A model for the biogenesis of turnip mosaic virus replication factories

Romain Grangeon 1, Sophie Cotton 1, Jean-François Laliberté 1,
PMCID: PMC2928320  PMID: 20798828

Abstract

Nicotiana benthamiana plants were agroinfiltrated with an infectious clone of the Turnip mosaic virus (TuMV) that was engineered to tag replication vesicles with either GFP or mCherry fluorescent proteins. Punctuate vesicle structures were observed in the cytoplasm of infected cells corresponding to viral replication factories. The vesicles were highly motile and co-aligned with the microfilaments. Utilization of latrunculin B, an inhibitor of microfilament polymerization, reduced accumulation of the virus, suggesting that microfilaments are necessary during infection. To investigate biogenesis of the vesicles, leaves were infected simultaneously with two recombinant TuMV infectious clones, one that labeled vesicles in red and one that labeled them in green. We observed cell with green only and red only vesicles indicating a single viral genome origin. In some cases, vesicles exhibited sectors of green, red and yellow fluorescence were also observed, demonstrating that fusion among individual vesicles is possible. Based on those results we propose a model for the biogenesis of viral factory, where viral translation and replication are tightly coupled within virus-induced vesicles.

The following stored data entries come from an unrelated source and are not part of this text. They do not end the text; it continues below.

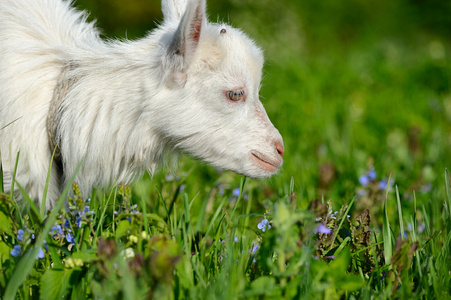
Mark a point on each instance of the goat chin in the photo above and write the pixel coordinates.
(120, 107)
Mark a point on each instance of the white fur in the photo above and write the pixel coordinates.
(120, 107)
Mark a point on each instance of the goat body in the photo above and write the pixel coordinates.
(118, 107)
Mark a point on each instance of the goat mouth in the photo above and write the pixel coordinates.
(267, 164)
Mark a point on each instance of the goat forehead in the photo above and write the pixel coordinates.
(242, 56)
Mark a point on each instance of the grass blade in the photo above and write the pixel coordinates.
(401, 223)
(25, 265)
(386, 232)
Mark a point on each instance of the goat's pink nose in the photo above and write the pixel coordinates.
(279, 148)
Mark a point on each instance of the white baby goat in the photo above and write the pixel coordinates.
(119, 107)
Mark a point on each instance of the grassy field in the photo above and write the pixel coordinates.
(361, 93)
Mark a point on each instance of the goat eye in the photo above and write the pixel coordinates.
(235, 95)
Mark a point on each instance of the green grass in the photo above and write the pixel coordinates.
(351, 88)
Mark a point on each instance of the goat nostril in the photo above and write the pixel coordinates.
(279, 148)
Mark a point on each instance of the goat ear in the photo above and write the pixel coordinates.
(184, 43)
(173, 9)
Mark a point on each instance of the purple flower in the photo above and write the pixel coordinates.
(67, 223)
(40, 254)
(322, 229)
(263, 225)
(16, 251)
(364, 180)
(57, 230)
(70, 238)
(255, 248)
(383, 185)
(372, 174)
(20, 234)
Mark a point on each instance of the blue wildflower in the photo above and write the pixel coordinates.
(67, 223)
(57, 230)
(20, 234)
(263, 225)
(16, 251)
(255, 248)
(70, 238)
(383, 185)
(322, 229)
(40, 254)
(372, 174)
(364, 180)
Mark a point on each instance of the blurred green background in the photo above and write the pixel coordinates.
(351, 85)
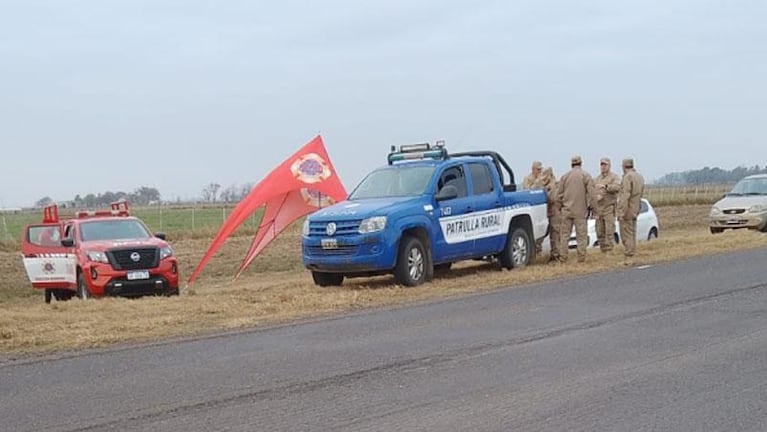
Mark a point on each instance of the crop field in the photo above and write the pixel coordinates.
(276, 288)
(202, 221)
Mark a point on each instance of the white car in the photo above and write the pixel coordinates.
(647, 228)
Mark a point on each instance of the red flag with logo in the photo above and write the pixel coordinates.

Key words: plant virus, positive-sense RNA virus, potyvirus, virus factories, viral replication, viral translation, translation initiation factors, vesicle trafficking


Over the past years, a large number of investigations have been devoted to understanding virus-host interactions at the molecular level. Concurrent to these molecular studies, an avenue of investigation at the interface of molecular virology and cell biology has emerged. These studies have shown that animal as well as plant RNA viruses induce substantial cellular remodeling during infection.1 Many of these virus-induced structures are organelles that house the RNA replication complex, and for that reason are given the generic term of replication factories. These factories contain positive and negative strand viral RNAs and the viral RNA-dependent RNA polymerase (RdRp), along with non-structural viral and host proteins. It has been proposed that virus-induced factories increase the local concentration of components required for replication, protect viral RNA from degradation and prevent the activation of host defense functions. Current questions centre on the membrane origins that give rise to the virus-induced factories and the molecular motors as well as pathways that are involved in their trafficking from their site of origin to their final destination. The origin and nature of these virus-induced membrane structures differ according to the virus families.1 In most cases, the modifications involve the formation of spherules, vesicles or multivesicular bodies derived from membranes of the endoplasmic reticulum (ER), mitochondria, peroxisomes, lysomes or chloroplasts. Electron tomography has recently been used for the generation of three-dimensional imaging of Dengue virus- and coronavirus-induced membrane alterations at high resolution. These alterations resulted in a reticulovesicular network of modified ER that integrates convoluted membranes, numerous interconnected double membrane vesicles and “vesicle packets”.2,3 The three-dimensional renderings of these membrane networks show a spatio-temporal platform for the virus replication cycle, and suggest that not only RNA replication but also translation and virion assembly are associated with these virus-induced structures.

Turnip mosaic virus (TuMV) is an excellent model to study plant virus replication factory formation. TuMV has a positive-strand RNA genome of approximately 10 kb long, with a viral genomelinked protein (VPg) covalently linked to its 5′ end and a poly(A) tail at its 3′ end. The genomic RNA is translated into one polyprotein of 358 kDa that is processed into at least 10 mature proteins by viral proteases. Viral replication takes place in virus-induced vesicles derived from the ER (Fig. 1A) and the expression of a single viral protein (i.e., 6K2-VPg-Pro) is sufficient to induce vesicle formation (4). However, many questions are unresolved concerning TuMV vesicle biogenesis and content.

Figure 1.

Figure 1

TuMV replication factories are associated with ER and co-allign with microfilaments. Nicotiana benthamiana cells expressing mCherry-tagged TuMV-induced replication factories and ER -resident GFP (A) or the actin domain of fimbrin fused to GFP (B) observed by confocal microscopy at 4 days post-agroinfiltration. Photographs are a three-dimensional rendering of 40 1-µm thick slices that overlap by 0.5-µm. Scale bar, 10 µm.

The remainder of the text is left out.